Blockchain tracker and analytics provider Whale Alert released a report which shows cyber-criminals are finding it easier to scam people out of their Bitcoin.
Crypto criminals are stealing more money than ever—and they’re not even trying very hard.
In the first six months of 2020 alone, $24 million in Bitcoin was bagged by scammers, according to a report released today by blockchain tracking and analytics provider Whale Alert. It’s the first report from a new “blockchain crime reporting, tracking, and analysis tool” called “Scam Alert” that the firm launched two weeks ago.
Scam Alert has been online for a few weeks now and we have written a short article about our findings so far. Check out how much is being made with scams in the link below!https://t.co/Yc3WZjoet3
— Whale Alert (@whale_alert) July 10, 2020
The $24 million raked in by scammers so far this year makes up the most of ill-gotten gains by criminals over the last four years, which according to Whale Alert is $38 million in stolen Bitcoin. (Notably, Ponzi schemes are left out of the total, which themselves account for billions alone, said Whale Alert.)
Criminals, it seems, are able to steal more cash in crypto now than ever before, with little risk. And it’s becoming easier, too.
“The scam market is characterized by high profits, no taxes, minimal effort and zero risk and by the end of 2020 we predict it will have grown over twenty fold since 2017 to an annual revenue of at least $50 million,” the report said.
Whale Alert explained that crypto scams are doing so well because they have become more aggressive.
Scores of websites are being used by scammers to con people into thinking that what they are signing up to is legit: dodgy websites will often have customer support teams to make it all seem more real, the report said.
But the scams require little effort and almost no risk for the criminals, “while victims’ lives are being destroyed,” Whale Alert noted.
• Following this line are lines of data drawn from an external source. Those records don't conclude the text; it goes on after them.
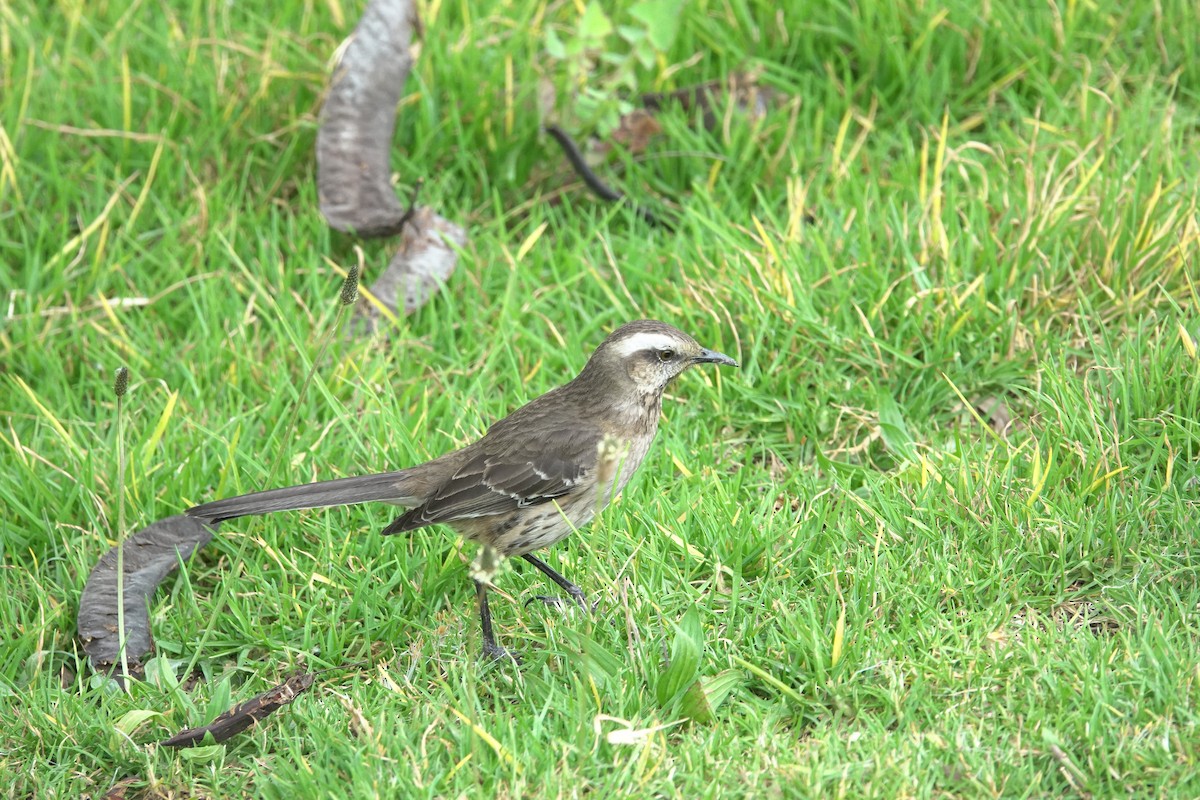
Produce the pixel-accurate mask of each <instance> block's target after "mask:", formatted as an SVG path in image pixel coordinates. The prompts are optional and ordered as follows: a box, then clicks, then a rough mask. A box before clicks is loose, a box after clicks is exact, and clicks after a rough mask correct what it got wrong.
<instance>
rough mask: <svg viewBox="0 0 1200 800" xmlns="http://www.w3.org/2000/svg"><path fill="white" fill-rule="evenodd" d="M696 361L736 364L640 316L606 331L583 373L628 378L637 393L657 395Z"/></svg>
mask: <svg viewBox="0 0 1200 800" xmlns="http://www.w3.org/2000/svg"><path fill="white" fill-rule="evenodd" d="M697 363H718V365H726V366H730V367H736V366H738V362H737V361H734V360H733V359H731V357H730V356H727V355H725V354H724V353H716V351H715V350H708V349H706V348H702V347H700V343H697V342H696V339H694V338H691V337H690V336H688V335H686V333H684V332H683V331H680V330H678V329H676V327H672V326H671V325H667V324H666V323H660V321H658V320H653V319H640V320H637V321H634V323H626V324H625V325H622V326H620V327H618V329H617V330H614V331H613V332H612V333H610V335H608V338H606V339H605V341H604V343H602V344H601V345H600V347H599V348H596V351H595V353H593V354H592V357H590V359H589V360H588V366H587V367H586V368H584V373H593V374H601V375H606V377H608V378H610V379H612V380H617V381H620V383H625V381H629V383H632V385H634V387H635V390H636V391H637V392H638V393H640V395H652V396H659V395H661V393H662V390H664V389H666V386H667V384H670V383H671V381H672V380H673V379H674V378H676V377H678V375H679V374H680V373H682V372H683V371H684V369H686V368H688V367H691V366H694V365H697Z"/></svg>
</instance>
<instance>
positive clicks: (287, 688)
mask: <svg viewBox="0 0 1200 800" xmlns="http://www.w3.org/2000/svg"><path fill="white" fill-rule="evenodd" d="M316 679H317V676H316V675H314V674H313V673H307V672H306V673H302V674H300V675H293V676H292V678H288V679H287V680H286V681H283V682H282V684H280V685H278V686H275V687H272V688H269V690H266V691H265V692H263V693H262V694H256V696H254V697H252V698H250V699H248V700H246V702H245V703H239V704H238V705H235V706H233V708H232V709H229V710H228V711H226V712H223V714H221V715H220V716H218V717H217V718H216V720H214V721H212V722H210V723H209V724H205V726H200V727H198V728H187V729H185V730H180V732H179V733H176V734H175V735H174V736H172V738H170V739H163V740H162V741H160V742H158V744H160V745H162V746H164V747H194V746H196V745H199V744H202V742H203V741H204V736H205V735H208V734H210V733H211V734H212V739H214V740H215V741H217V742H222V741H226V740H227V739H230V738H232V736H234V735H235V734H239V733H241V732H242V730H246V729H247V728H250V727H253V726H254V724H257V723H259V722H262V721H263V720H265V718H266V717H268V716H270V715H271V714H274V712H275V711H277V710H280V709H281V708H283V706H284V705H287V704H288V703H290V702H292V700H294V699H295V698H298V697H299V696H300V694H302V693H304V692H306V691H308V688H310V687H311V686H312V682H313V681H314V680H316Z"/></svg>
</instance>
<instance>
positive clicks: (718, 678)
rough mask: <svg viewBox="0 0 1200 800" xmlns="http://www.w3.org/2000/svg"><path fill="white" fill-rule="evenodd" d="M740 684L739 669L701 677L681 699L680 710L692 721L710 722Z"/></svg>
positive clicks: (679, 701) (740, 683)
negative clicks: (726, 699) (708, 677)
mask: <svg viewBox="0 0 1200 800" xmlns="http://www.w3.org/2000/svg"><path fill="white" fill-rule="evenodd" d="M740 685H742V673H739V672H738V670H737V669H726V670H725V672H722V673H718V674H715V675H712V676H709V678H701V679H700V680H697V681H695V682H694V684H692V685H691V686H689V687H688V691H686V692H685V693H684V696H683V697H682V698H680V699H679V712H680V714H683V715H684V716H685V717H688V718H689V720H691V721H692V722H698V723H701V724H708V723H710V722H713V721H714V720H715V716H716V711H718V709H720V708H721V705H722V704H724V703H725V700H726V699H728V697H730V693H731V692H732V691H733V690H734V688H737V687H738V686H740Z"/></svg>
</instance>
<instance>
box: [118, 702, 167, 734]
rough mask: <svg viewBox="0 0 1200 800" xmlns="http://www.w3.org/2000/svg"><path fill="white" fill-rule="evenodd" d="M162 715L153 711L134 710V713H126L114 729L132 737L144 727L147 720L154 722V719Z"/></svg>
mask: <svg viewBox="0 0 1200 800" xmlns="http://www.w3.org/2000/svg"><path fill="white" fill-rule="evenodd" d="M160 716H162V714H160V712H158V711H155V710H152V709H133V710H132V711H126V712H125V714H122V715H121V718H120V720H118V721H116V722H115V723H114V724H113V727H114V728H116V729H118V730H120V732H121V733H124V734H125V735H126V736H132V735H133V732H134V730H137V729H138V728H140V727H142V724H143V723H144V722H145V721H146V720H152V718H154V717H160Z"/></svg>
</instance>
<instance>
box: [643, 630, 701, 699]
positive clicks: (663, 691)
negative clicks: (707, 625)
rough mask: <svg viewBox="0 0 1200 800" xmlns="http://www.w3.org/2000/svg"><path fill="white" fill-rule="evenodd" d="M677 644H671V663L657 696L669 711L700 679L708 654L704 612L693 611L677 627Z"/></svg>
mask: <svg viewBox="0 0 1200 800" xmlns="http://www.w3.org/2000/svg"><path fill="white" fill-rule="evenodd" d="M674 628H676V636H674V642H673V643H672V644H671V661H670V663H667V666H666V668H665V669H664V670H662V673H661V674H660V675H659V685H658V687H656V692H655V694H656V697H658V700H659V705H660V706H662V708H666V706H667V705H670V704H671V703H672V702H674V699H676V698H677V697H679V694H682V693H683V692H684V691H686V688H688V687H689V686H690V685H691V684H692V681H695V680H696V675H697V674H698V673H700V662H701V658H702V657H703V655H704V631H703V628H702V626H701V624H700V613H698V612H697V610H696V608H695V607H692V608H689V609H688V613H685V614H684V615H683V619H680V620H679V624H678V625H676V626H674Z"/></svg>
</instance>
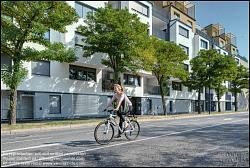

One particularly successful scam featured a poorly done “amateurish” website that was “riddled with spelling errors”—but it conned would-be investors out of an eye-watering $1.5 million in just six months.
Whale Alert added that it won’t be long before deep fakes are used by criminals to make scams all the more believable.
It is therefore up to the blockchain and crypto community to play a part in reducing cyber-crime, the company urged. The culture of “normalizing the idea of free money” with giveaways—as many crypto exchanges and startups do—needs more scrutiny, Whale Alert said.
“One thing is very clear: whatever is being done right now to stop these criminals is not enough and if we don’t act as a community, the reputation of blockchain might not be able to recover in the long run,” the report stated.
Scams promising huge returns on Bitcoin investments are on the rise, with fake celebrity endorsements are constantly used by cyber-criminals to promote their fraudulent websites.
Last year, the UK financial watchdog, the Financial Conduct Authority (FCA), warned that “get rich quick” fraudulent online trading platforms conned gullible investors out of £27 million ($34 million) in 2018 and 2019 by promising high returns with cryptocurrency.